The usual defence against such prejudice in more academic or self-regarding circles of polite Scottish society is the suggestion that civic nationalism is about institutions and not people, or worse races. Apparently you cannot be a racist if you are only suggesting we can do things better in Scotland by ourselves – because we shall not be outnumbered by the rest of the UK – the same nation that we have interbred with, colonised and on many occasions actually been in control of through Scottish monarchs, politicians, industrialists, trade unionists and public figures such as John Reith.

It is, however, a logical fallacy, for in this talk of civic nationalism we can see in its everyday language that an assumption of superiority is taken for granted. It is natural, it is self-evident that Scottish institutions must by their very Scottishness be better. We are told that merely by being independent we shall be fairer – when the evidence shows that the UK is becoming fairer and is already fairer than many most developed countries including some in Scandinavia.

We are told we shall also be more economically prosperous while having greater welfare benefits by dint of being independent – ignoring the conflict between these two claims and that our neighbourly competitors will themselves be free to make their own decisions that can make them even more successful.

I am an advocate of localism in the sense of ensuring decisions that affect people are taken by as locally relevant and accountable institutions as possible, but to believe that this will mean fairer decisions and outcomes must automatically follow – as so many commentators and politicians suggest – is to impart a civic prejudice that is surely abhorrent. Westminster does not always mean bad, Holyrood does not always mean good. For instance, the soft power of the UK to do good in the developing world is far greater than anything on offer from the supine power that would exist from Bute House.

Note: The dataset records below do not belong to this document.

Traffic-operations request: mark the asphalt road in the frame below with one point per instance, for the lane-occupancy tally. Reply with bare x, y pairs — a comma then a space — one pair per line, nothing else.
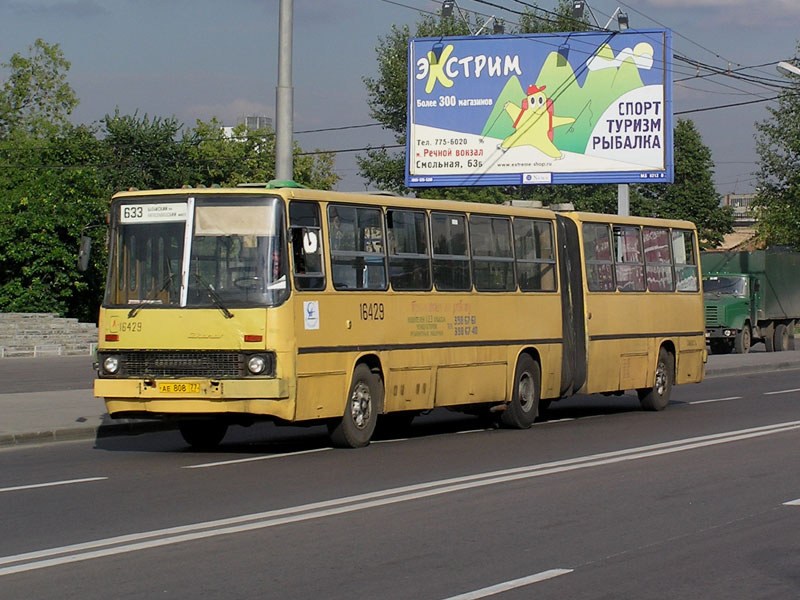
598, 500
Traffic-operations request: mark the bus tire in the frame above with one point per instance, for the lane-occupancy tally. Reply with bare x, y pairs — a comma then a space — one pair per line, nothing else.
720, 346
521, 412
781, 340
357, 425
657, 397
203, 434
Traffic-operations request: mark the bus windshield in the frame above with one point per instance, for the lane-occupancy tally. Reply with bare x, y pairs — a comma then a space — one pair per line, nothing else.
725, 286
209, 252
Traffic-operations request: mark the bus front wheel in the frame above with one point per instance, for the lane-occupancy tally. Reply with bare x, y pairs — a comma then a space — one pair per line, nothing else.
657, 397
357, 425
524, 406
203, 434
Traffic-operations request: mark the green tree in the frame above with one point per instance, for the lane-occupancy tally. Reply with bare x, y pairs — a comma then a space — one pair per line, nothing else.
36, 99
692, 195
249, 156
51, 193
778, 179
145, 153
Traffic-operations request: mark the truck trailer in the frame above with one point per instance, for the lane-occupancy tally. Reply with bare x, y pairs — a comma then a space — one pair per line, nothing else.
751, 297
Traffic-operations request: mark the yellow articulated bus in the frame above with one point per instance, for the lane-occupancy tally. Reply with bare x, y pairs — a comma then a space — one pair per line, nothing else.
228, 306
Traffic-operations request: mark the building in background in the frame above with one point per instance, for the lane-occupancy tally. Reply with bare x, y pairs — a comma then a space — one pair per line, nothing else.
744, 220
743, 216
251, 122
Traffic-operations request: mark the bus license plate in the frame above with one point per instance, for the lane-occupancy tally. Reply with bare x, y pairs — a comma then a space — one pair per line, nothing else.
179, 388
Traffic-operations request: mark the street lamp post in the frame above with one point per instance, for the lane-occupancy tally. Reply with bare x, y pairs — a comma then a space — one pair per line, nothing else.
284, 111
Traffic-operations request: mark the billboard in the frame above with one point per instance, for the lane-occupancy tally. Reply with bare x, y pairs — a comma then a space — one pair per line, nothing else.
589, 107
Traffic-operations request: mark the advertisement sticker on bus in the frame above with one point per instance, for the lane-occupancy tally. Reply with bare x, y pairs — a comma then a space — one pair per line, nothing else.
589, 107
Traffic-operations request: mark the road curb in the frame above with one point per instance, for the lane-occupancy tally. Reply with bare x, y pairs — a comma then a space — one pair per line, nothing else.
72, 434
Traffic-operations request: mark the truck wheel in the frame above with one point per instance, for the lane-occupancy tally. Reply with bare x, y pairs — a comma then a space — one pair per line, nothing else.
357, 425
720, 346
657, 397
781, 340
742, 343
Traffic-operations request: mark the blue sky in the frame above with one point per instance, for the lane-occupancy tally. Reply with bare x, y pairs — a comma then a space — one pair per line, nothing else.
196, 59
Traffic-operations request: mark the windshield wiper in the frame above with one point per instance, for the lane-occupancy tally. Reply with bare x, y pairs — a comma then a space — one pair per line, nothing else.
214, 296
167, 284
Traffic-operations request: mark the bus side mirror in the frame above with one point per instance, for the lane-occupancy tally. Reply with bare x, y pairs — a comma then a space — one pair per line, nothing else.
84, 253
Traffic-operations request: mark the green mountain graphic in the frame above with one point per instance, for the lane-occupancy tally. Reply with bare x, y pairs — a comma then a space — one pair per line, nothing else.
583, 103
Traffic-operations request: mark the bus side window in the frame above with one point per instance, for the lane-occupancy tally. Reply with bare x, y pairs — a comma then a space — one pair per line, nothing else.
358, 258
629, 258
409, 259
683, 254
492, 258
306, 240
657, 260
450, 258
533, 245
597, 255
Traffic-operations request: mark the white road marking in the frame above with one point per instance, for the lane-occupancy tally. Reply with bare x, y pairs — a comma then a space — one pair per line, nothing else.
255, 458
49, 557
716, 400
51, 484
510, 585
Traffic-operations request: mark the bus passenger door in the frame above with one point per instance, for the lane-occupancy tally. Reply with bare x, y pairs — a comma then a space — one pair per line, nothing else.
573, 326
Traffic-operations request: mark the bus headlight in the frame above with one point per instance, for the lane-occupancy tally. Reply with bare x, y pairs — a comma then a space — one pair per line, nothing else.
256, 364
111, 365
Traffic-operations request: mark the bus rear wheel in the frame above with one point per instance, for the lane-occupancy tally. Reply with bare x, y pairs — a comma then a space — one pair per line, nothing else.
203, 434
524, 406
657, 397
357, 425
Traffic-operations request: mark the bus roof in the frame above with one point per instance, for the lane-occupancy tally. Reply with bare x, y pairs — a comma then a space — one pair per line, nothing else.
296, 192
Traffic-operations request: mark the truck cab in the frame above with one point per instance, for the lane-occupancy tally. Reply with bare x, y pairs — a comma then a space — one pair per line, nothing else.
731, 306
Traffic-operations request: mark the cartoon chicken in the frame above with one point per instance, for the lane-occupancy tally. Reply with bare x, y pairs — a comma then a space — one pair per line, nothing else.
534, 123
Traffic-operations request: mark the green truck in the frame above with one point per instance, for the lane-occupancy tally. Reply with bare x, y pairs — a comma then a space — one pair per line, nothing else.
751, 297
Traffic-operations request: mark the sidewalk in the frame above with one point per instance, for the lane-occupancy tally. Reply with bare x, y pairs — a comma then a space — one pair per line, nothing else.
38, 417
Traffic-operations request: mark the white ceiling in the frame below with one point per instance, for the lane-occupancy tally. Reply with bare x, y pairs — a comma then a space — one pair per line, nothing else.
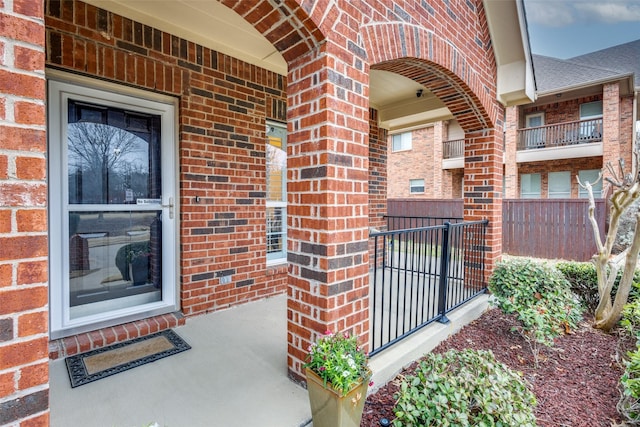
215, 26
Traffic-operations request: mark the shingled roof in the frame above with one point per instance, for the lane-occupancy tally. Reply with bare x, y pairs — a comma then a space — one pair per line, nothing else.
553, 74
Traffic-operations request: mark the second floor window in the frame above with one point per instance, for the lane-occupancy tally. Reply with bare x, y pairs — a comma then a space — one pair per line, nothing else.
276, 192
591, 176
416, 186
401, 142
530, 187
559, 185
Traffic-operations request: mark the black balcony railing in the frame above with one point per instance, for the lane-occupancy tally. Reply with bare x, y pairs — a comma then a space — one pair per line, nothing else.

If the civic nationalism we are presented with was saying that there will be wrong turnings, poor outcomes and honest mistakes – that some things might be worse in an independent Scotland – but at least they will be our own errors, then that would be a neutral advocacy of civic nationalism. That is not what we hear, however. Time and time again we are told that everything emanating from Westminster is bad while the results of Holyrood – that great unchecked, unscrutinised and imperious parliament – is good.

One can only conclude that the civic nationalism of Scottish nationalists and their cheerleaders is in fact racially, not institutionally based. It is an arrogant superiority built upon a conceit that Scots will behave better – whichever way better is defined by those that seek to set our moral compass.

The truth must be that civic nationalism and racial nationalism are both still nationalisms cut from the same cloth. A Scottish politician speaking in Liverpool cannot change that fact.